Alguns exemplos: tem uma cena em que James vai buscar seu celular no seu carro, que está estacionado do lado de fora da casa. Ele chega no carro, abre a porta e se debruça para procurar o telefone. Então uma mão chega por trás dele e toca o seu ombro. Assustado, ele se vira para trás, mas não vê nada. Olha no banco de trás e nada. Sai do carro e olha ao redor e nada. Ah, e a tal mão fez tudo isso sem fazer barulho algum. Depois ele volta pra dentro da casa, fica um pouco lá, e quando volta para o carro este está todo amassado na frente e com os vidros quebrados. Porém, ninguém havia escutado barulho algum de dentro da casa (detalhe: a casa fica no meio do nada e qualquer barulhinho, quando é pra assustar, pode ser escutado). Aí ele olha pra frente e tem uma mulher ali, a uns vinte metros dele. James pergunta a ela o que eles querem, e Kristen aparece na porta, pedindo pra ele entrar. Ele se vira para dizer a ela que volte para dentro e, quando se vira de volta, A MULHER NÃO ESTÁ MAIS LÁ!! O último exemplo que vou dar (mas que não é o último do filme, juro) é um spoiler que conta um trecho importante do filme; portanto, se você não quer que a história se estrague, vá direto para o próximo parágrafo. Não tem a ver com os super-poderes dos estranhos, mas sim com a falta de lógica que serve para dar sustos: dois meninos entram na casa, depois de todos os acontecimentos, e vêem o casal no chão, todo ensangüentado, imóvel. Um dos meninos se aproxima de Kristen e vai encostar no seu braço, quando ela arregala os olhos e solta um berro. Fim do filme! Ora, quem está na situação dela não fica imóvel e sem fazer barulho, dando um berro quando alguém se aproxima. Essa parte só entrou no filme para fazer com que o espectador saia do cinema com um último (e inverossímil) susto.
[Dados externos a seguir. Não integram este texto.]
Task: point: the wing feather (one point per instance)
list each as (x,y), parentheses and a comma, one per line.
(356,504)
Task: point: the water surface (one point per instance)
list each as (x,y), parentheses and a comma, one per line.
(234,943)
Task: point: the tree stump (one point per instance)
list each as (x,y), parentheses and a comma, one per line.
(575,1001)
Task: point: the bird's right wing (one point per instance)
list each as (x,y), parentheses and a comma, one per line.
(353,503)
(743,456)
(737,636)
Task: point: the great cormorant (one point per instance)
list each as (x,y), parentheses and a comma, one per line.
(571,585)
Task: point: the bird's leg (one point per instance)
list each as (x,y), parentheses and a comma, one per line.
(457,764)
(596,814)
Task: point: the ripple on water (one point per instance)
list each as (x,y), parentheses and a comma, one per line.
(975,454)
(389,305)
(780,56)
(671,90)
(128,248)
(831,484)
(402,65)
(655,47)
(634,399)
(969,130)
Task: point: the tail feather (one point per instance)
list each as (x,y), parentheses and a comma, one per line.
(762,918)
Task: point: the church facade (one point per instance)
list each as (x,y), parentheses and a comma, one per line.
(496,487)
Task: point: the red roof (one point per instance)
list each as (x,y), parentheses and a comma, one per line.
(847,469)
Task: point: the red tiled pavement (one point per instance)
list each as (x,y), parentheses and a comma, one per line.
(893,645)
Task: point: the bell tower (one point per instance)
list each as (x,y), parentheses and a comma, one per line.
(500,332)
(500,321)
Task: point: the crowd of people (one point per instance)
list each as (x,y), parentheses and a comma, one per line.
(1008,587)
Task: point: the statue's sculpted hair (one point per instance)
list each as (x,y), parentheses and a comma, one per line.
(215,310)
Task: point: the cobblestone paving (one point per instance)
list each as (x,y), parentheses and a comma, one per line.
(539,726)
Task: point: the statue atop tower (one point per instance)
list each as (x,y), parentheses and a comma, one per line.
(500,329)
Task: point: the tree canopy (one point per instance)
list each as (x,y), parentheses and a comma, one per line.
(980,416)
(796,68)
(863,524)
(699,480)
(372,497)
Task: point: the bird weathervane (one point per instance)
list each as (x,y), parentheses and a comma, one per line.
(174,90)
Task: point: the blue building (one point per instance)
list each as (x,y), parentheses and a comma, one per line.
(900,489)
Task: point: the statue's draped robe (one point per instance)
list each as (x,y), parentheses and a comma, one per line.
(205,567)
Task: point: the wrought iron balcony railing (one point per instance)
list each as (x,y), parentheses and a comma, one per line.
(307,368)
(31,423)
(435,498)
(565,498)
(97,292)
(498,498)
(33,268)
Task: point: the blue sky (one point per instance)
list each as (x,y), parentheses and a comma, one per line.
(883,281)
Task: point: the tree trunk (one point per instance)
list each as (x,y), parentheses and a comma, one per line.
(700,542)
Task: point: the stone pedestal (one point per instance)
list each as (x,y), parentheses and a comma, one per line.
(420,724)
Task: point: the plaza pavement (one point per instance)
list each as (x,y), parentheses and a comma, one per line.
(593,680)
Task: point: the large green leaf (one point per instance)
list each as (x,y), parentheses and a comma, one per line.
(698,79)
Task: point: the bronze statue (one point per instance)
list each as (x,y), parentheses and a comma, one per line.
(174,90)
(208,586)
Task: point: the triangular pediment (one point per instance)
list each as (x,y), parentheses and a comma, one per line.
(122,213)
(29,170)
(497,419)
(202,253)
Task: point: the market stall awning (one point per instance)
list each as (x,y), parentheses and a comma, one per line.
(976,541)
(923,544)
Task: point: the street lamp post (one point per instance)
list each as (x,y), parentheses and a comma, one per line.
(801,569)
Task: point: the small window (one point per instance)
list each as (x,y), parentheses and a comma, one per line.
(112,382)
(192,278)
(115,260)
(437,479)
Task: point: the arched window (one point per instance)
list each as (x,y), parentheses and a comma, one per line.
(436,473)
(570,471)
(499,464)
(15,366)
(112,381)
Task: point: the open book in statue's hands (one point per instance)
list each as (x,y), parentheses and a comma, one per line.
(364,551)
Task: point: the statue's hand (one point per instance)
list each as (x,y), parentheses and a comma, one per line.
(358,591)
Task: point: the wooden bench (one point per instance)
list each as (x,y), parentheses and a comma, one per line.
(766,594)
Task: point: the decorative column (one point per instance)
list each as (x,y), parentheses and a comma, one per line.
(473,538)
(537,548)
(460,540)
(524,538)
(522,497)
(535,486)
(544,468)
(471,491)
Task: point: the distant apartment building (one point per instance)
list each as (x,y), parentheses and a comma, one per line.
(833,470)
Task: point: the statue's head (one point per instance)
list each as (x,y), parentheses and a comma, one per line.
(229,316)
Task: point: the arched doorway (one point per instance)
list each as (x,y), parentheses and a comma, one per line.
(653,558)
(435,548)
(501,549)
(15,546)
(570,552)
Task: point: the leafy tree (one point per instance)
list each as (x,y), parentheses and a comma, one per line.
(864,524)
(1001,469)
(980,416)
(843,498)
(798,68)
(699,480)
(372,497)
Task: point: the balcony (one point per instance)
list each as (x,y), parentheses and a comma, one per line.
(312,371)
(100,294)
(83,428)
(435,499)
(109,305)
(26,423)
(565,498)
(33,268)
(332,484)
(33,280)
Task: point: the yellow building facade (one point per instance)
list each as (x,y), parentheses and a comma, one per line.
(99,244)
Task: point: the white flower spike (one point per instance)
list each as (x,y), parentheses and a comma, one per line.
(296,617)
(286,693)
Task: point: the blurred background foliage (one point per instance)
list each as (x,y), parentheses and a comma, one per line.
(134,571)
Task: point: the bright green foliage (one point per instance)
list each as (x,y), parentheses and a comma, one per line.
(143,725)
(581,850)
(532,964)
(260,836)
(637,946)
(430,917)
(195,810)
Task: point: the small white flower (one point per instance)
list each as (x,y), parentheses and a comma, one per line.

Bem, pra não dizer que eu só falei mal do filme, os primeiros quarenta e cinco minutos, que mostram os problemas do casal, são bem amarrados e montados, nos fazendo importar com o destino dos personagens. As atuações não são ruins, mas têm o mesmo problema da maioria dos filmes do gênero: a mulher que fica histérica boa parte do filme e o cara que tenta resolver tudo, mas que só faz mais merda (exemplo e clichê dos clichês: deixar a mulher dentro de casa, sozinha, enquanto vai no celeiro ver um rádio velho; é o velho "fica aí sozinha com o(s) assassino(s) que eu vou até ali fazer uma coisa sozinho e provavelmente ser morto. Afinal, se separar é o melhor a fazer nesses casos, né?").

Para o maior lançamento de Hollywood do ano no gênero, a gente entende porque o Japão e a Espanha continuam como os maiores produtores de filmes de terror da atualidade.

FICHA TÉCNICA

Os Estranhos - Nota C

Direção e roteiro: Bryan Bertino. Com: Liv Tyler e Scott Speedman

Um comentário:

André disse...

Tua resenha me lembrou uma cena de Todo Mundo em Pânico: a mocinha, na sala de aula, olha para a janela e vê, lá fora, o assassino mascarado. Então ela olha para a frente. A câmera volta para o enquadramento da janela e mostra o assassino saindo correndo de uma forma desengonçada. Eis que a mocinha se vira para a janela novamente e, ao ver que o assassino mascarado não está lá, a trilha sonora lança um acorde de suspense.